If you are an aspiring entrepreneur and have a profitable business going, you must be aware of the advantages and disadvantages of incorporating a small business. Forming corporations are no big deal. If you are capable of running a successful business, you must be sufficiently equipped in incorporating a small business. All Sate business administrations have simplified incorporating procedures to the possible extent to help small business and actively solicit business registrations in their territory. Online resources with clear instructions for business organization are available in all states. You may consult a lawyer for drafting legal documents for forming corporation to avoid future complications.

The advantages in incorporating a small business are many. The foremost is the personal liability protection it offers. As business expands the associated risks also increases proportionately. By forming a corporation, you are creating a legal entity that has a separate existence in the eyes of Law. That entity is responsible for all its business operations and personal liability of the business owners (or share holders as they are called) is limited to their capital contribution.  Your personal assets are safe from being drawn into the business. Limited Liability Companies also provide such personal liability protection. However, the business continuity and sale and purchase of business interest are moot. Generally LLC has no separate existence from that of its members unless expressly specified otherwise. Corporations are ‘perpetual’. It has a separate existence from its shareholders. Death or disability of a share holder does not affect its existence in normal course. Stocks or shares are relatively easily transferable. Due to this advantage, investors are willing to invest in corporations when compared to other business forms. So, it is easy to attract funds for expanding your business as a corporation.

There are two types of corporations. S Corp and C Corp. The basic structures of both are similar. There are certain limitations in forming an S Corp. The main difference is the tax classification. C Corporations are subject to corporate taxation. It has to file a business profit or loss return and directly pay tax on its profits if applicable. Then again when the profits are distributed among share holders, they have to declare that as income and pay tax on it. In a LLC or S Corp, the profits can pass through to the members or share holder in proportion to their stock holdings. The members or share holders can declare the same in their personal returns and pay tax. Basically C Corp profits are subject to double taxation.

Incorporating a small business is no rocket science. If you are capable of operating a business, you are capable of incorporating yourself. Apply your mind and take care of the fine print and you are through. States actively encourage businesses to register and operate in their territory. For this, the state agency handling incorporations have simplified business registrations to the extent possible. All states have online resources that facilitate incorporations. Read their instructions carefully and act accordingly.  No mystery there! You need not be a lawyer to read American (English) and understand the requirements. Any layman can do it.

As to why incorporate, you have to plan your future far ahead. Business continuity in any other business structure is moot. If you think yourself as an entrepreneur and wish to attain greatness in business incorporating yourself is the best bet. By incorporating yourself you plan for the future. The business structure of a corporation offers you business continuity and for this reason investors are willing to contribute funds to corporations. Stocks or shares in a corporation are easily transferable unless otherwise stipulated in the bylaws or articles of incorporation. Easy transferability converts into ease of attracting capital.

Beware of the mistakes that are commonly committed in small business incorporations. Usually this happens because you are in a hurry to start your business. A certificate of incorporation is not a license to do business. Other formalities and procedures are required in operating a business. You have to get all applicable licenses and permits for your business, a federal Employer Identification Number or EIN etc. The naming of your corporation is also important. You have to make sure that the name you select is not in use. Otherwise you may get sued under the Intellectual Property Laws and may end up paying damages.

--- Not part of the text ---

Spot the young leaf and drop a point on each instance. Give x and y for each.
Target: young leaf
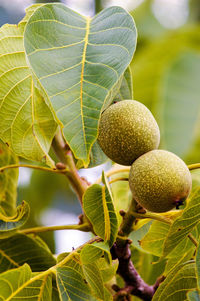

Remember, you will need time to understand all the procedures and formalities and to comply with them. If you are engaged otherwise, weigh the pros and cons of spending time on incorporating yourself when compared to paying a lawyer for the work. It might turn out that paying a lawyer is far better than taking the effort yourself. The strain and hassle may well be not worth it. Lawyers experienced in incorporations can do the job within a fraction of the time you will have to spend on incorporating yourself. Moreover, you can avoid the stress from not knowing whether what you have done is right and any future complications due to a wrong act on your part while incorporating yourself.